Background: Heart failure patients have frequent readmissions for acute decompensated heart failure (ADHF).
Aims: To examine the feasibility, safety and outcomes of outpatient intravenous (IV) diuretic therapy in treating ADHF.
Methods: A retrospective analysis was performed of all patients included in a hospital-based heart failure disease management programme, who received outpatient IV diuretic therapy for the management of ADHF between 2002 and 2006. Changes in clinical and biochemical parameters from time of therapy to stability were measured.

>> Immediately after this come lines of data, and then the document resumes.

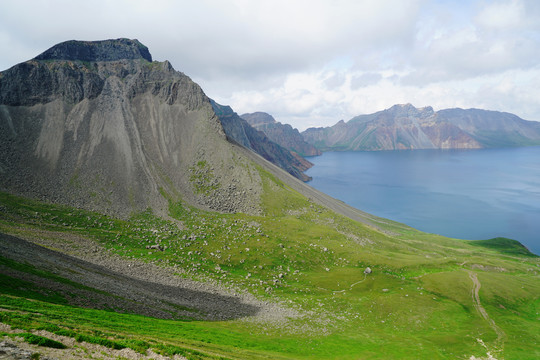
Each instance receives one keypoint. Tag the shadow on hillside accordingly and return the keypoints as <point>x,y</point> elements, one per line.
<point>82,283</point>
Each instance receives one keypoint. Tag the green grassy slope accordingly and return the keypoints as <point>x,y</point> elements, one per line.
<point>418,303</point>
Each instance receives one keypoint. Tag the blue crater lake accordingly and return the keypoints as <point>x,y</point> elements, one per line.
<point>464,194</point>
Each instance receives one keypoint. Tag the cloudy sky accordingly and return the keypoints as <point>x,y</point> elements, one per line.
<point>313,62</point>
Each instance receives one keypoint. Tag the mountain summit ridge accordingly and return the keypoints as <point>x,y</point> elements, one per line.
<point>116,135</point>
<point>103,50</point>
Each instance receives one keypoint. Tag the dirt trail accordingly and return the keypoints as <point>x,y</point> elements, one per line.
<point>501,335</point>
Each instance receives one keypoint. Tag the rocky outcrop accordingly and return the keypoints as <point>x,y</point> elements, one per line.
<point>407,127</point>
<point>106,50</point>
<point>115,132</point>
<point>239,131</point>
<point>282,134</point>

Results: One hundred and seven patients (mean age 71+/-11 years) received outpatient IV diuretic therapy for ADHF IV diuretic administration reduced weight (p<0.001), blood pressure (p<0.01) and BNP (p=0.01). It increased urea (p=0.01) and creatinine (p=0.07). Seventy-two percent of patients stabilised following IV diuretics and did not require admission. No patients were hospitalised for hypotension or hypokalaemia. One patient was hospitalised for renal failure. Two patients died post admission.
Conclusion: Outpatient IV diuretic administration for ADHF is safe, cost effective and reduces hospitalisations. This service may expand the potential of a disease management programme to manage ADHF out of hospital and thereby reduce the hospital dependency of this condition.